I was talking to someone recently about how people interact
with me, and something came up that has come up before,
and that is that how people act in relation to me has everything
to do with THEM.
Whatever they say or do about my situation - not always - but
often - has to do with what makes them feel better. It is not
If it was about me they would:
*be less apt to try to fix something unfixable.
*know that a rote saying won't mean much - if anything.
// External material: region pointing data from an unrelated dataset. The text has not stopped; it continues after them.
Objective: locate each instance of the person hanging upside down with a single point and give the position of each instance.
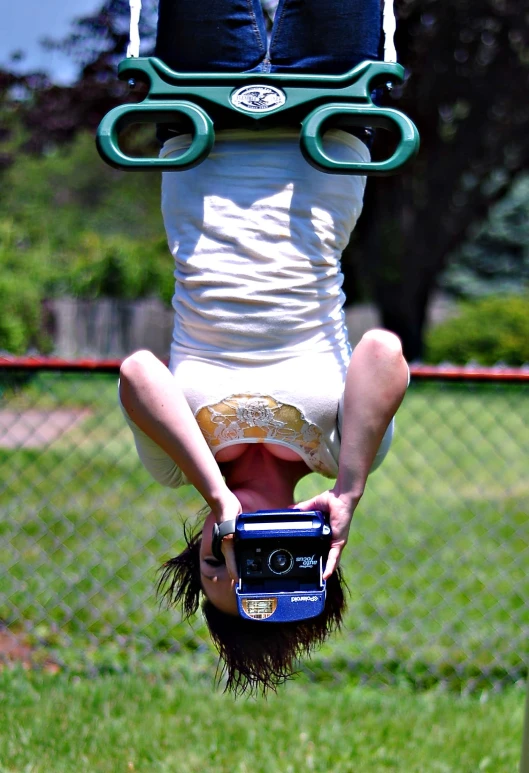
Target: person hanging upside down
(262, 388)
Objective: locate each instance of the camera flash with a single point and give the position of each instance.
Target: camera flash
(259, 609)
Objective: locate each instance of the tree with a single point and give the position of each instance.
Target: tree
(495, 258)
(468, 76)
(468, 64)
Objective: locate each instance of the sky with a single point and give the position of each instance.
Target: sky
(26, 22)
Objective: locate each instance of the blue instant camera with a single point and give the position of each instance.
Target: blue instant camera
(281, 555)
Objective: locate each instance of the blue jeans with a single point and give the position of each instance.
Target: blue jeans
(311, 36)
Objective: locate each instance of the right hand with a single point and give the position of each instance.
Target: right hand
(228, 510)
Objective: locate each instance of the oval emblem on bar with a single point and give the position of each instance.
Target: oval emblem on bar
(258, 98)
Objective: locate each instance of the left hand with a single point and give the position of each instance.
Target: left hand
(340, 509)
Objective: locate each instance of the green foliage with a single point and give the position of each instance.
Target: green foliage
(73, 226)
(486, 331)
(495, 259)
(20, 279)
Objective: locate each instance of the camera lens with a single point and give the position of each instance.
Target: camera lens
(280, 561)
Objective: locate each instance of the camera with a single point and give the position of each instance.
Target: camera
(281, 555)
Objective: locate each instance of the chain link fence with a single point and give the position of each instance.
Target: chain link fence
(436, 564)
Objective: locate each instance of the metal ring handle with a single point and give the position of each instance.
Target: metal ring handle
(107, 138)
(320, 119)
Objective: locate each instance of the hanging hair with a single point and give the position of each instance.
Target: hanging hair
(253, 656)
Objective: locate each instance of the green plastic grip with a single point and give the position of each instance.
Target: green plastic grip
(107, 138)
(314, 126)
(259, 101)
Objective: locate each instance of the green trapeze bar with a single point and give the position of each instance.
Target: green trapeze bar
(259, 101)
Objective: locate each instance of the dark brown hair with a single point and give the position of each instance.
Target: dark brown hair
(254, 656)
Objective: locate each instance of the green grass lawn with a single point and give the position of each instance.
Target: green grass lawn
(436, 564)
(62, 724)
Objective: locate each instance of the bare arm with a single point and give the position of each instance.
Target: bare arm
(155, 402)
(376, 382)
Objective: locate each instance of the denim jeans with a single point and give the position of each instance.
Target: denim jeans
(311, 36)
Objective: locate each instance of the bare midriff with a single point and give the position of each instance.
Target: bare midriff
(237, 450)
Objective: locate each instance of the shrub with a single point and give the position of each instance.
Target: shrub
(487, 331)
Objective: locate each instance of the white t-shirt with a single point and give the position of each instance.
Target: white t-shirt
(260, 345)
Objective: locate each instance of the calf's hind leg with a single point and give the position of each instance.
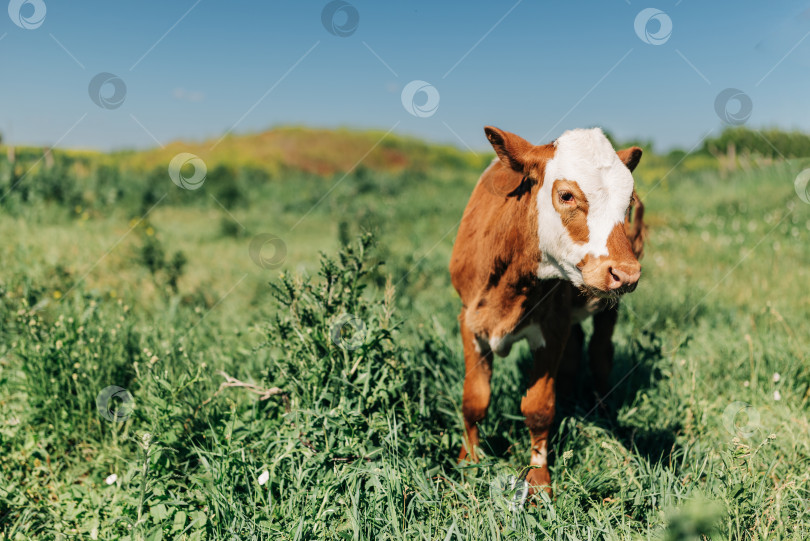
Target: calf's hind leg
(475, 401)
(600, 349)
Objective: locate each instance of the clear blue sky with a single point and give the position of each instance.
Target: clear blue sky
(536, 72)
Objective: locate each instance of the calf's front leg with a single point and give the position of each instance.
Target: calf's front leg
(538, 405)
(475, 401)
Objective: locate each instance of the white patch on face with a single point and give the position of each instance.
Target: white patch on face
(540, 456)
(587, 158)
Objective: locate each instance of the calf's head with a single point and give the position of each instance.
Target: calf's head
(584, 191)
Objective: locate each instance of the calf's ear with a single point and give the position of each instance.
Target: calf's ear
(630, 156)
(512, 150)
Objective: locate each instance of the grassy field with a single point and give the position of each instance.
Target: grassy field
(342, 419)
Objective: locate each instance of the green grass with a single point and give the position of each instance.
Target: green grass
(360, 442)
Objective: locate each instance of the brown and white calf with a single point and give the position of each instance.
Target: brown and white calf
(543, 224)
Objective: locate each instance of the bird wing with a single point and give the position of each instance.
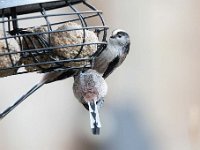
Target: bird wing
(112, 65)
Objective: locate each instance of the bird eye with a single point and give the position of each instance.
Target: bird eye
(119, 36)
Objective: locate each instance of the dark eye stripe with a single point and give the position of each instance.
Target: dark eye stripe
(122, 34)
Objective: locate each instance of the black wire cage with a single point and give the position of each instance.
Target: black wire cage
(21, 39)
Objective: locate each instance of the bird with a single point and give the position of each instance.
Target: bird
(90, 88)
(113, 54)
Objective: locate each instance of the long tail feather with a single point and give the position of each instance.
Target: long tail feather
(21, 99)
(95, 122)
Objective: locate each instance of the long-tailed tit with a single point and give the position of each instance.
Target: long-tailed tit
(47, 78)
(90, 89)
(114, 54)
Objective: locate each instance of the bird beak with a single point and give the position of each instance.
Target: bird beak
(112, 36)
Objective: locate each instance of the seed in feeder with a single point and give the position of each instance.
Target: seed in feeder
(35, 42)
(8, 60)
(73, 37)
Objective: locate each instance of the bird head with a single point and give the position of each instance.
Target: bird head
(119, 37)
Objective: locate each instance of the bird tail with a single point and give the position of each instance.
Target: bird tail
(95, 123)
(21, 99)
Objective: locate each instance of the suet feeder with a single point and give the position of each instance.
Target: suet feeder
(49, 35)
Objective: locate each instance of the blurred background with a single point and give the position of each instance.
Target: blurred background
(153, 101)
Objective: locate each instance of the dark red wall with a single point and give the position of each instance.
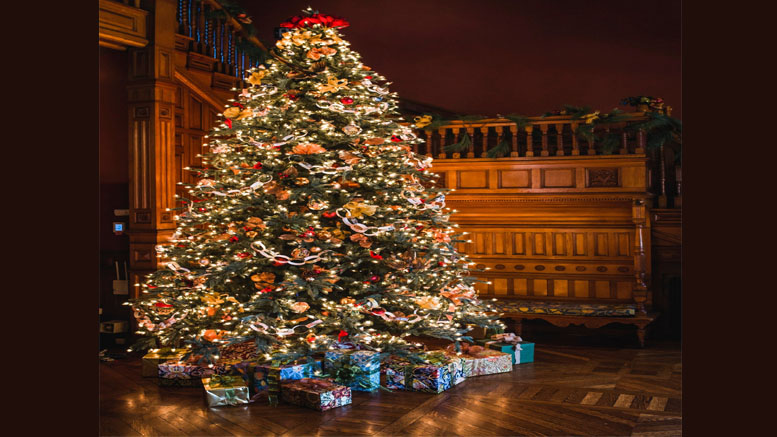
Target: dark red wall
(113, 175)
(493, 56)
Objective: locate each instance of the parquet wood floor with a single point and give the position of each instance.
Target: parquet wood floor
(568, 390)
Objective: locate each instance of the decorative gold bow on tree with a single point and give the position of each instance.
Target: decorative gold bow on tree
(333, 84)
(422, 121)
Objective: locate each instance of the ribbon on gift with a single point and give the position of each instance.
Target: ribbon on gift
(507, 338)
(225, 381)
(342, 371)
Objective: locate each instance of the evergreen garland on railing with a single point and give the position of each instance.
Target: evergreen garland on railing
(660, 129)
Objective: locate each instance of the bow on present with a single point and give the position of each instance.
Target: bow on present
(507, 338)
(225, 381)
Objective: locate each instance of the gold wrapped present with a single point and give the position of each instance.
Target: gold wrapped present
(155, 357)
(225, 390)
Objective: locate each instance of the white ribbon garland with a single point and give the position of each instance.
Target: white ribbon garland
(275, 256)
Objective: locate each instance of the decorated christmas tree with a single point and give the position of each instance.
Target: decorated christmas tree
(313, 222)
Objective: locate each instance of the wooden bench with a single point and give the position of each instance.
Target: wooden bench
(563, 314)
(565, 238)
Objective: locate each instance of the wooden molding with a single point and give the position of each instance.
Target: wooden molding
(206, 95)
(122, 26)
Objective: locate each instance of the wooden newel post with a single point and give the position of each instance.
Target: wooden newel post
(640, 290)
(151, 143)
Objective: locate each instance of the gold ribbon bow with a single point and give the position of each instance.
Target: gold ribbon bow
(333, 84)
(423, 121)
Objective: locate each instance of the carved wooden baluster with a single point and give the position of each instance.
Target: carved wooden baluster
(514, 135)
(624, 141)
(640, 142)
(179, 14)
(529, 140)
(484, 142)
(441, 151)
(544, 129)
(189, 19)
(592, 143)
(575, 144)
(201, 28)
(662, 177)
(559, 139)
(471, 151)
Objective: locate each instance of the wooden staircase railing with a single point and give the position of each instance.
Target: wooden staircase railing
(220, 41)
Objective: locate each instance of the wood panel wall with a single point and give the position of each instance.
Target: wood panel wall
(554, 228)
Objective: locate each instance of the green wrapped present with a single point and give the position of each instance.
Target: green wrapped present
(225, 390)
(155, 357)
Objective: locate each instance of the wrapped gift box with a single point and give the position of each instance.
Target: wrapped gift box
(225, 390)
(152, 360)
(319, 394)
(178, 374)
(480, 361)
(256, 374)
(441, 373)
(362, 368)
(524, 352)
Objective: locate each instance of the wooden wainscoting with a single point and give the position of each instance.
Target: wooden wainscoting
(553, 228)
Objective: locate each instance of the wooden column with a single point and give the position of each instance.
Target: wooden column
(641, 255)
(151, 143)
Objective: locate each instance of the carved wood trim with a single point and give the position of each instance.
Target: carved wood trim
(121, 26)
(209, 97)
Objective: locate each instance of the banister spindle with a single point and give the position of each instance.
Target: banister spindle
(624, 142)
(591, 142)
(471, 151)
(443, 134)
(529, 140)
(559, 139)
(575, 145)
(640, 142)
(514, 135)
(189, 18)
(544, 130)
(484, 142)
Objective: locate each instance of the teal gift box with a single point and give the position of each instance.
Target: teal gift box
(526, 352)
(357, 369)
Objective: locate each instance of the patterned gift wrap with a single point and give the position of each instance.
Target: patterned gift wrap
(440, 374)
(319, 394)
(179, 374)
(152, 360)
(362, 367)
(506, 348)
(485, 362)
(225, 390)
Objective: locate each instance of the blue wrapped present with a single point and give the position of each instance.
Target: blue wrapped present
(439, 374)
(524, 352)
(357, 369)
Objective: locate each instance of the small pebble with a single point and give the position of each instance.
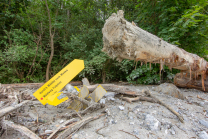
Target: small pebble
(121, 108)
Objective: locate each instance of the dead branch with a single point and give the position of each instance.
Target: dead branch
(9, 109)
(128, 99)
(125, 40)
(115, 88)
(147, 92)
(63, 128)
(129, 133)
(76, 126)
(35, 85)
(20, 128)
(65, 123)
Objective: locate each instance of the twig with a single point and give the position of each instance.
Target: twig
(9, 109)
(128, 99)
(61, 129)
(94, 106)
(78, 114)
(76, 126)
(129, 133)
(147, 92)
(101, 128)
(65, 123)
(20, 128)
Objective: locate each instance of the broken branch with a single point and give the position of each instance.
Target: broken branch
(20, 128)
(147, 92)
(128, 99)
(65, 123)
(76, 126)
(9, 109)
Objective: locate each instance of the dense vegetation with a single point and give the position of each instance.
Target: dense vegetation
(39, 37)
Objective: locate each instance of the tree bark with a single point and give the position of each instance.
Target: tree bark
(124, 40)
(183, 81)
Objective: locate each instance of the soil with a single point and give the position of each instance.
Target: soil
(139, 119)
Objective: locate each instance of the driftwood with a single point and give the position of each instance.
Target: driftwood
(76, 126)
(196, 83)
(20, 128)
(128, 99)
(153, 99)
(115, 88)
(9, 109)
(35, 85)
(129, 133)
(91, 106)
(147, 92)
(58, 129)
(124, 40)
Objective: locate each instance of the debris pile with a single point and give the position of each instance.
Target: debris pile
(120, 112)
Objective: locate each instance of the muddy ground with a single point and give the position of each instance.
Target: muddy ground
(140, 119)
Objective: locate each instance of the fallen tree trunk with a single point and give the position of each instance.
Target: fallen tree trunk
(35, 85)
(9, 109)
(115, 88)
(21, 129)
(124, 40)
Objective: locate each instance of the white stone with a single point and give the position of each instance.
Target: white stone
(151, 122)
(121, 108)
(61, 121)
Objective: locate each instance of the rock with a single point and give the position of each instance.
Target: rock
(108, 112)
(121, 108)
(201, 104)
(102, 101)
(85, 81)
(172, 131)
(203, 122)
(131, 123)
(136, 132)
(131, 116)
(169, 89)
(203, 135)
(59, 111)
(47, 131)
(112, 99)
(151, 122)
(110, 94)
(112, 121)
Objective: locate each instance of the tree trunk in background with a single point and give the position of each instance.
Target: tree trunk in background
(124, 40)
(51, 43)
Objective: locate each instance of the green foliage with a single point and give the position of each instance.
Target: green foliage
(77, 25)
(144, 75)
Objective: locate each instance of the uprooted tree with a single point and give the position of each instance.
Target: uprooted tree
(124, 40)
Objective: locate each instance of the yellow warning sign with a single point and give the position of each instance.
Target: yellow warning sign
(57, 82)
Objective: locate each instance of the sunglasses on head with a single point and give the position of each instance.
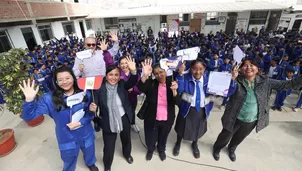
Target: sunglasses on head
(88, 44)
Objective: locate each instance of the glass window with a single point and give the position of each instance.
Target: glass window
(212, 15)
(68, 27)
(88, 24)
(4, 42)
(45, 32)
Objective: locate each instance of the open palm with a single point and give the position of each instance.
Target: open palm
(131, 64)
(28, 90)
(114, 37)
(147, 67)
(104, 45)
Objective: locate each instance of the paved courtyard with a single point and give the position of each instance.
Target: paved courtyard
(276, 148)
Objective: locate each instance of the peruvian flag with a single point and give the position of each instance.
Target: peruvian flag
(90, 83)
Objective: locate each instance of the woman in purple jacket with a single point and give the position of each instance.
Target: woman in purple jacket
(133, 92)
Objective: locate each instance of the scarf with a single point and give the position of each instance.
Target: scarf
(115, 119)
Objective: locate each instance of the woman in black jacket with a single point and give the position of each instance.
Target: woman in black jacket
(115, 112)
(161, 96)
(248, 107)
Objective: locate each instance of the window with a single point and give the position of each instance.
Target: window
(88, 24)
(212, 15)
(258, 17)
(111, 23)
(45, 32)
(4, 42)
(163, 19)
(185, 17)
(68, 27)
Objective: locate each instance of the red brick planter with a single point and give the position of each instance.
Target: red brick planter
(7, 142)
(36, 121)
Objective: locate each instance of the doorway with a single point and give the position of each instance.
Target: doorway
(82, 29)
(29, 37)
(231, 23)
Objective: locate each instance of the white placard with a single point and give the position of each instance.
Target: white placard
(75, 99)
(238, 54)
(76, 117)
(219, 83)
(189, 54)
(84, 54)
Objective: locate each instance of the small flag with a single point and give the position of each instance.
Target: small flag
(90, 83)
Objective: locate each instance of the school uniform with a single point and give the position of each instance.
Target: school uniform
(69, 141)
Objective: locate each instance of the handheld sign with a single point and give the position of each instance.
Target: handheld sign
(219, 83)
(189, 54)
(84, 54)
(75, 99)
(90, 83)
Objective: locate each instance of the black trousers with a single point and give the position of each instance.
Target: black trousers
(157, 134)
(109, 143)
(240, 132)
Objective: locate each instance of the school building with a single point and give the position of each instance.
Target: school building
(27, 23)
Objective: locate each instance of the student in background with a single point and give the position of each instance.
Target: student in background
(281, 95)
(274, 70)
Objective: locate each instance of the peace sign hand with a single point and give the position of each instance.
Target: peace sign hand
(28, 90)
(131, 64)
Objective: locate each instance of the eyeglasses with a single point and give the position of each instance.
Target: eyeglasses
(88, 44)
(63, 80)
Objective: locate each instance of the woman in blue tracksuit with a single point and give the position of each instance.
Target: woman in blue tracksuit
(191, 123)
(71, 136)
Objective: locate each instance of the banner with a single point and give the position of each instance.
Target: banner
(173, 27)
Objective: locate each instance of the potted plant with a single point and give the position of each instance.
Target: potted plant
(13, 70)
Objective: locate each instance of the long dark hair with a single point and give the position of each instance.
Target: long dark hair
(57, 95)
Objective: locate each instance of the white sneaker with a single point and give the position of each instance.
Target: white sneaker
(135, 128)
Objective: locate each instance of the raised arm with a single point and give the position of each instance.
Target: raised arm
(286, 85)
(32, 109)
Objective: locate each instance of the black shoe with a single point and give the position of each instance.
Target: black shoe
(129, 160)
(176, 150)
(196, 152)
(93, 168)
(149, 156)
(232, 156)
(162, 156)
(216, 155)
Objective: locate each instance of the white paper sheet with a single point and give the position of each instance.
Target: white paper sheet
(84, 54)
(76, 117)
(75, 99)
(219, 83)
(189, 54)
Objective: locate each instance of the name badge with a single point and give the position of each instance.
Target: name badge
(186, 97)
(75, 99)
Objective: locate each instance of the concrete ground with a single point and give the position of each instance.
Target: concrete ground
(276, 148)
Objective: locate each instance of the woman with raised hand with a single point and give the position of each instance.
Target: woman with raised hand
(71, 136)
(115, 111)
(247, 107)
(161, 96)
(132, 92)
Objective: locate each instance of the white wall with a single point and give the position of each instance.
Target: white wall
(57, 30)
(16, 37)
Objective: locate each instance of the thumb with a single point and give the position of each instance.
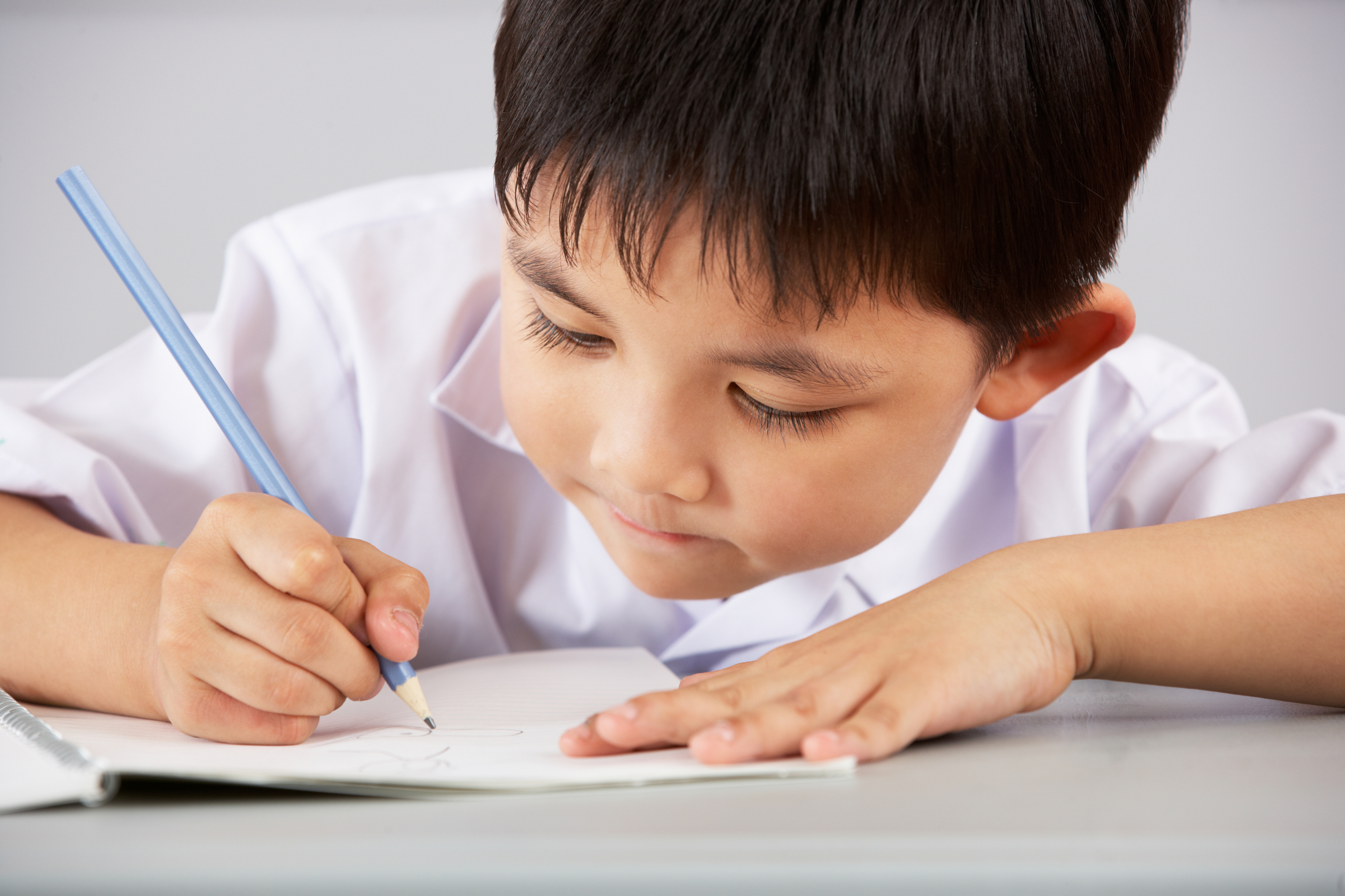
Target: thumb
(396, 599)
*know that my tears can be a good thing.
*think more about me and what I need instead of trying to
be in their head trying to figure out the right thing to say, or do.
*allow me my moments.
*allow me to be whatever me I need to be to get through
what I am dealing with.
*support me in the ways I ask, instead of what they think is best
*realize that my situation is hard enough without those who care
about me disappearing.
*realize that while I don't often feel "lonely" that when facing what
I am it is all too easy to feel "alone."
*realize that if I reach out for help, an acknowledgment of the
request would be appreciated. They would realize that being
ignored is more painful than a lack of any kind of support.
So the question to ask yourself (if you care - and it's ok if you don't)
is who are you focusing on when interacting with (or refraining
from interacting with) someone you care about who is struggling?
If you are focused on yourself you are less likely to know how
best to be, and are most likely to feel awkward. (How can you
ultimately feel better if what you are doing isn't making the other
person feel better? You could potentially fool yourself, but is that
what you'd really want to do?)
But if you focus on the other person,
you are likely to find the cues you need.
In the process, both of you will likely feel better.
When you don't know what to say or do about a situation a person
is in...consider making it about them. And see what happens.